После и Московский великий князь, и Господин Новгород считали этот поход своею удачей. Только московский грабеж настолько озлил двинян, что переход Двины под руку великого князя Московского отложился на долгие неопределенные годы.
А после того стало и не до войны. В Новгороде через год начались мятежи и резня, а на Русь надвинулся губительный мор, отодвинувший на время все иные заботы и попечения.

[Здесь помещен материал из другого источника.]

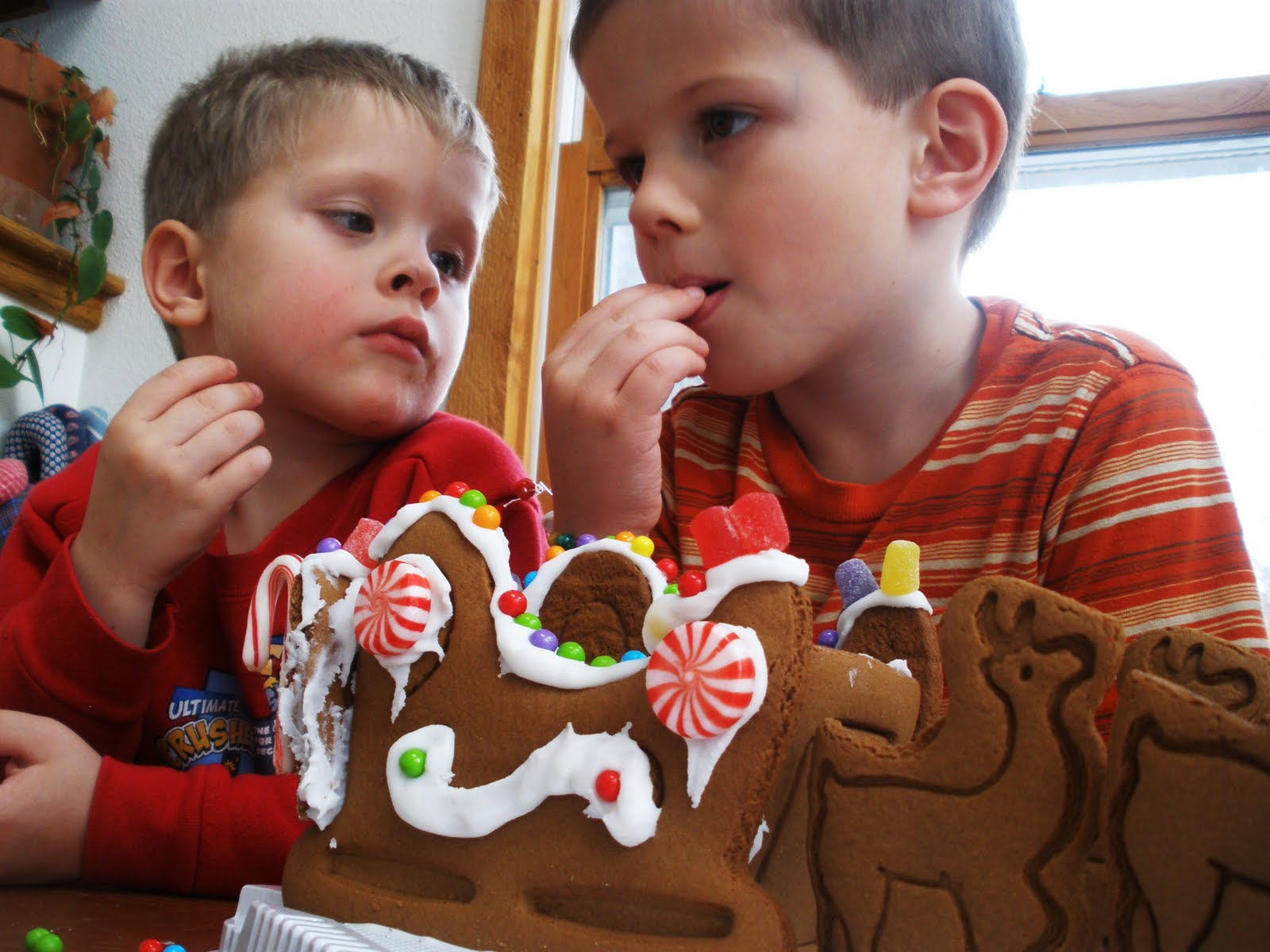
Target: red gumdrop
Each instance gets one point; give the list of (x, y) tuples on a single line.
[(512, 602), (752, 524), (359, 541), (609, 785), (692, 583), (668, 569)]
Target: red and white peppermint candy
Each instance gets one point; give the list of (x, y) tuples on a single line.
[(260, 620), (391, 608), (700, 679)]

Мор наползал с севера, захвативши сперва Новгород, Ладогу, Русу, Порхов, Псков, Торжок, Тверь и Дмитров. Но Иван Васильич, молодой сын великого князя, подцепил заразу в Нижнем, видимо, от кого-то из тверских или новогородских гостей, осматривая торг.
Болезнь летописец описывал так: «Сперва ударит словно рогатиною за лопатку или противу сердца, на груди, в промежи крыл. Кровью учнут харкать и огнем жжет, пот, дрожь. Железа является у кого на шее, у кого на стегне, под пазухою, или под скулою, или в паху… И, полежавши, соборовавшись, умирают».

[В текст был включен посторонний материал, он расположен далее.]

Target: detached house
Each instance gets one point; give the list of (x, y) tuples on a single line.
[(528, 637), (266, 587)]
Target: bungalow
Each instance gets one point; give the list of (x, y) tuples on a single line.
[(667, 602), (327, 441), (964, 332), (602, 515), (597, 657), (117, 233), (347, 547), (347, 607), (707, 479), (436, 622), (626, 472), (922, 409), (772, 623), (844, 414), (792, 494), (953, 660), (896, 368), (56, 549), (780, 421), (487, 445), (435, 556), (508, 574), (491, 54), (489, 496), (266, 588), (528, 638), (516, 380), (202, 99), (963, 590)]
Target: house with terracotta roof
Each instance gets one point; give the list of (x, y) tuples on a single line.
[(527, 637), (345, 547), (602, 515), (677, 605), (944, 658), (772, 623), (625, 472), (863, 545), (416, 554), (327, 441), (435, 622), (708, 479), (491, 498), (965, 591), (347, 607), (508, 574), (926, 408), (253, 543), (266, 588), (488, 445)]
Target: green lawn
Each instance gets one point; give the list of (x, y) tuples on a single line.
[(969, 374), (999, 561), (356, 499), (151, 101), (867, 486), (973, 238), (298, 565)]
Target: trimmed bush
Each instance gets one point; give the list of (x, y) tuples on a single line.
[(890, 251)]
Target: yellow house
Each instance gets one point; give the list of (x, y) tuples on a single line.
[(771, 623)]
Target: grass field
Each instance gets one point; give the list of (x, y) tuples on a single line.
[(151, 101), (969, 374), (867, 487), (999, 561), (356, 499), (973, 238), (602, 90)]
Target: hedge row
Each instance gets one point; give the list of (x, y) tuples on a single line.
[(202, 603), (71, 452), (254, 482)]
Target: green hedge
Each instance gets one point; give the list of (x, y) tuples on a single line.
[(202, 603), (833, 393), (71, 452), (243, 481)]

Иван почуял ослабу еще в Нижнем. Молодую жену он отослал загодя в Москву и теперь об одном думал – как бы успеть достичь дома, как бы успеть на последний погляд! Да и надея была, зряшная, сумасшедшая надея – вдруг не то, вдруг иная какая хворь? Только бы доехать до дома! И с корабля в Коломне сошел, и на лошадь забрался сам, чуя разгорающееся жжение в груди и рвотные позывы, и вырвало кровью! И все же поехал верхом, перемогаясь и роняя редкие слезы: неужто не узрит, не доскачет, не досягнет! Худо стало совсем уже на полдороге к Москве. Скорого гонца услал вперед, но понял уже – никто не успеет! Слугам велел беречись: «Заразный я!» Так не хотелось умирать, Боже мой! И она не узрит, не закроет глаза, не поцелует хотя в лоб охладелое тело… Нет, и ей нельзя! Подумал так, и постарался скрепиться, и лежал, крепко смежив глаза, пока припутный священник, меняясь в лице и дрожа, соборовал князя.
– Батюшке скажите! – проговорил и не кончил. Глаза, бирюзово заголубев, начали тускнеть.

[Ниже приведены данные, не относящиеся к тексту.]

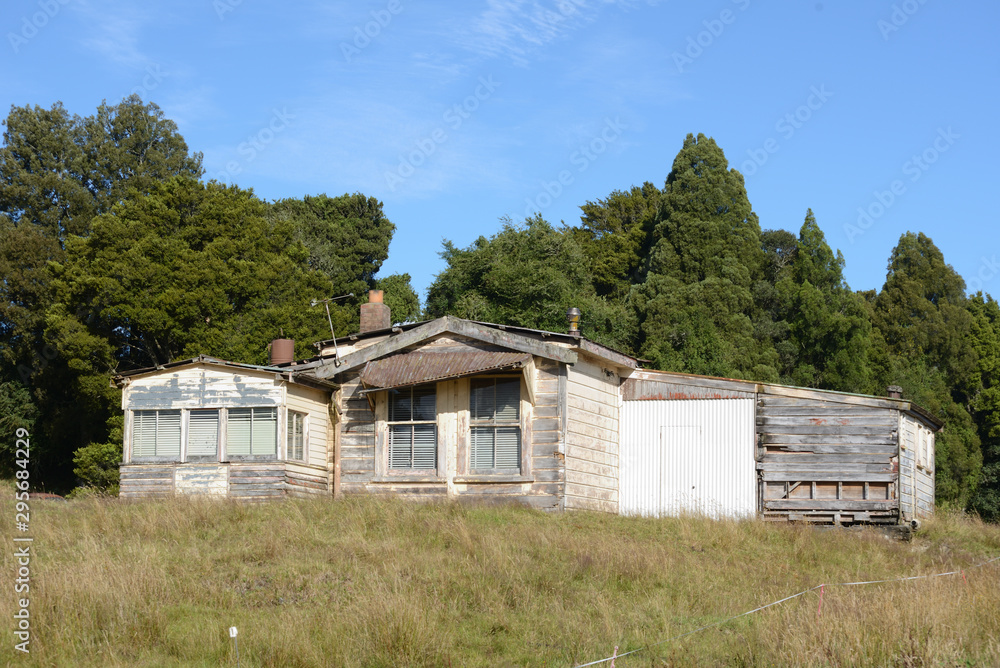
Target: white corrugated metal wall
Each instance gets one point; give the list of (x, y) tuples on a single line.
[(688, 456)]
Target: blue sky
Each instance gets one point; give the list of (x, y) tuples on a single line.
[(881, 115)]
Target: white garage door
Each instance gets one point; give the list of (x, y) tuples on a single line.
[(688, 456)]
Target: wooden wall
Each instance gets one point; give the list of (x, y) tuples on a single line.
[(825, 457), (248, 481), (592, 401), (916, 468), (361, 439)]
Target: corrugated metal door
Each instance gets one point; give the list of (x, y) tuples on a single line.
[(688, 456)]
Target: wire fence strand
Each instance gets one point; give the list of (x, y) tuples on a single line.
[(783, 600)]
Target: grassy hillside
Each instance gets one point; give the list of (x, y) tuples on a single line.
[(377, 582)]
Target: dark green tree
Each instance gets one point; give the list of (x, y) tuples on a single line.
[(616, 235), (696, 306), (527, 275), (347, 239), (829, 326), (922, 315)]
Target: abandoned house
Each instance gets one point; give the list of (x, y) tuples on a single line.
[(452, 408)]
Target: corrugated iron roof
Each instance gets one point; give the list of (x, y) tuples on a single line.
[(428, 367)]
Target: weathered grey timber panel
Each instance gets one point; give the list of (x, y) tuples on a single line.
[(827, 458), (203, 386), (592, 447), (256, 481), (141, 481), (210, 479), (303, 480)]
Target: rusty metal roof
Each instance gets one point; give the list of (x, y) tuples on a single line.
[(427, 367)]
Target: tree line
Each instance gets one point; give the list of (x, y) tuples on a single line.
[(683, 276), (116, 254)]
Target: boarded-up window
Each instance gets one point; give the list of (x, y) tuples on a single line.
[(252, 432), (156, 434), (296, 435), (495, 414), (413, 428), (203, 433)]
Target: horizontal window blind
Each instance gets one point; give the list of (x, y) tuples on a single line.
[(252, 431), (495, 411), (203, 433), (413, 445), (156, 433)]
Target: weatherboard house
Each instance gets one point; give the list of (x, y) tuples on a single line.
[(457, 409)]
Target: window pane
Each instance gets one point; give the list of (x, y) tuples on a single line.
[(264, 438), (400, 405), (143, 433), (508, 399), (238, 431), (168, 434), (508, 448), (203, 434), (296, 435), (400, 446), (424, 446), (482, 448)]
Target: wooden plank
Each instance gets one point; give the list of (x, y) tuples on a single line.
[(823, 411), (833, 438), (829, 504), (779, 424), (821, 395), (832, 449)]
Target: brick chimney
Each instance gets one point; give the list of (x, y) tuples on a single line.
[(375, 314)]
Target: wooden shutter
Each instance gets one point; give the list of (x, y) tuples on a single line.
[(203, 433), (413, 437), (264, 439)]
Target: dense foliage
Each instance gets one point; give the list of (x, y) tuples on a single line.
[(684, 276), (115, 256)]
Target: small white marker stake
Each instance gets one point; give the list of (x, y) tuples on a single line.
[(232, 634)]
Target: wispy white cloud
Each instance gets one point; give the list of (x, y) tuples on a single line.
[(112, 31)]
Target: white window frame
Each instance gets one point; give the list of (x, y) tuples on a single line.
[(495, 424), (412, 424), (186, 442), (251, 456), (303, 419), (156, 414)]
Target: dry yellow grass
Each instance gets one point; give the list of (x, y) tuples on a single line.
[(383, 582)]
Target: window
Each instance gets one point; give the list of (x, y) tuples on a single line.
[(156, 434), (203, 434), (495, 415), (252, 432), (296, 436), (413, 428)]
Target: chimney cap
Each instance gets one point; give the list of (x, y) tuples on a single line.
[(573, 317)]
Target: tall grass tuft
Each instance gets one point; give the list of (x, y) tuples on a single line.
[(387, 582)]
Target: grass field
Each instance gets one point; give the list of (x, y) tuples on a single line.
[(380, 582)]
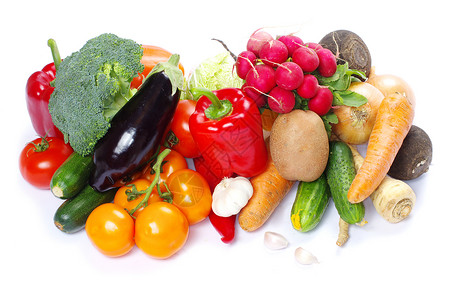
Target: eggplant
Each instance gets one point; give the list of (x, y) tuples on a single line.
[(136, 130)]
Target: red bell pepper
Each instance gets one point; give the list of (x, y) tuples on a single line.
[(37, 95), (226, 126)]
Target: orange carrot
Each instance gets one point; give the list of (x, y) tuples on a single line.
[(269, 189), (393, 121)]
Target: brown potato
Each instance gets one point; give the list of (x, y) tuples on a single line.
[(299, 145)]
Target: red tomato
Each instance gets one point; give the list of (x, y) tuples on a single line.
[(161, 230), (191, 194), (40, 159), (111, 229), (171, 163), (179, 137)]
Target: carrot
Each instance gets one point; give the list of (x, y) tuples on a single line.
[(269, 189), (393, 121), (393, 198)]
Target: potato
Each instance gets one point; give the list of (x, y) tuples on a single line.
[(299, 145)]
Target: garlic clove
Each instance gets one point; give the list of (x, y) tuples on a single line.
[(275, 241), (304, 257)]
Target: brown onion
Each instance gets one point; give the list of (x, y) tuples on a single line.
[(389, 84), (355, 123)]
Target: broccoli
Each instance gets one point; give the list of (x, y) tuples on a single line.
[(91, 85)]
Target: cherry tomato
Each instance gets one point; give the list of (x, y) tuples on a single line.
[(179, 136), (172, 162), (141, 184), (161, 230), (40, 159), (191, 194), (111, 229)]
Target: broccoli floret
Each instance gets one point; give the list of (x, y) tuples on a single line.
[(91, 85)]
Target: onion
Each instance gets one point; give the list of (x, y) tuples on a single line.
[(389, 84), (355, 123)]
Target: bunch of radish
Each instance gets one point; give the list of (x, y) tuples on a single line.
[(275, 70)]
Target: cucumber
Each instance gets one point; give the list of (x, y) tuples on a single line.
[(72, 176), (71, 216), (340, 173), (310, 204)]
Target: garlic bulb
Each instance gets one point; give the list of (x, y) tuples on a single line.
[(275, 241), (231, 195), (304, 257)]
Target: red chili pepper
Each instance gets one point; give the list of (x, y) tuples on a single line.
[(226, 127), (37, 95)]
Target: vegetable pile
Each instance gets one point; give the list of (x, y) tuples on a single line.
[(119, 121)]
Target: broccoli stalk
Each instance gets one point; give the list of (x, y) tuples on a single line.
[(91, 86)]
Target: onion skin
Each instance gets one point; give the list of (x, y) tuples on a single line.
[(355, 123), (389, 84)]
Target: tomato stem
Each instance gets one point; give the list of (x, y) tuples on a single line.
[(157, 170)]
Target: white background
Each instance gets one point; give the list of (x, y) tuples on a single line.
[(381, 260)]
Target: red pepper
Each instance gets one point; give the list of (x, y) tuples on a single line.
[(37, 95), (226, 126)]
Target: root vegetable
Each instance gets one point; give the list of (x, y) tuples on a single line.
[(321, 103), (291, 42), (393, 198), (306, 58), (244, 63), (289, 76), (348, 47), (393, 121), (389, 84), (309, 87), (299, 145), (269, 189), (355, 123), (327, 63), (414, 157), (261, 77), (257, 40), (281, 100)]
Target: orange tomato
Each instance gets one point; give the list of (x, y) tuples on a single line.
[(191, 194), (152, 55), (161, 230), (111, 229), (141, 184), (172, 162)]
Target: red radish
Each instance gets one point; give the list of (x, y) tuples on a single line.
[(314, 46), (321, 103), (327, 63), (306, 58), (280, 100), (255, 95), (257, 40), (261, 77), (245, 61), (289, 76), (291, 42), (309, 87), (273, 53)]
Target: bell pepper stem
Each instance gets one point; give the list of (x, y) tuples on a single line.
[(55, 53), (218, 108)]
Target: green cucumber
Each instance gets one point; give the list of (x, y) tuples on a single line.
[(71, 216), (310, 204), (72, 176), (340, 173)]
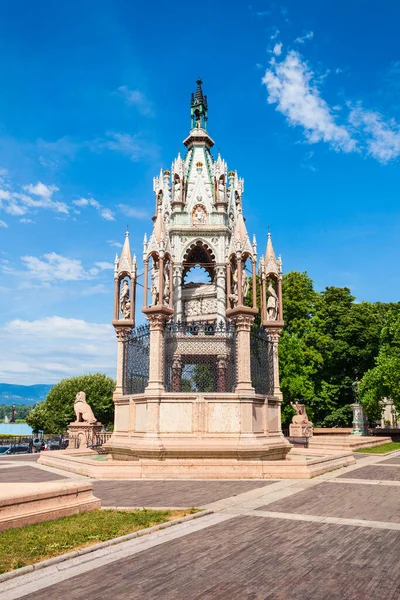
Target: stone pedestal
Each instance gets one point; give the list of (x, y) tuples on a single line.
[(82, 435), (300, 430), (359, 424), (28, 503)]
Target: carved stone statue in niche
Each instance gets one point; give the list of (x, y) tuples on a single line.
[(167, 289), (177, 190), (233, 296), (125, 301), (272, 303), (154, 284), (245, 283), (199, 216), (221, 191), (83, 411)]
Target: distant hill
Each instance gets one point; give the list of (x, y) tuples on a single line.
[(23, 394)]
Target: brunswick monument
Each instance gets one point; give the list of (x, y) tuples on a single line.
[(197, 387), (199, 382)]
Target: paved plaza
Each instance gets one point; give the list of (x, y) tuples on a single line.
[(333, 537)]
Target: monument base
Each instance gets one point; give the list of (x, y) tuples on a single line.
[(346, 442), (28, 503), (82, 434), (298, 464)]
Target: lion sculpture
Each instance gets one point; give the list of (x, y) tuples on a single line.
[(83, 412)]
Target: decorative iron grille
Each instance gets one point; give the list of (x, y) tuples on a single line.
[(261, 361), (200, 357), (136, 360)]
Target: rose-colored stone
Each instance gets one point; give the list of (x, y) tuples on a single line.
[(27, 503)]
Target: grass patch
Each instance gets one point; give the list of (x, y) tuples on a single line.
[(390, 447), (33, 543)]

Мертвого Ивана привезли на Москву, похоронили у Михаила Архангела «иде же вси князи русстии лежат».
О том, что чувствовал Василий Дмитрич, схоронивши сына, лучше не говорить. Он почернел, замолк, несколько дней не принимал пищи.
Было это в июле. В ту же пору явился на Москву и Данило Борисович из Нижнего Новгорода, как в насмешку, тогда, когда молодой московский нижегородский князь перестал существовать.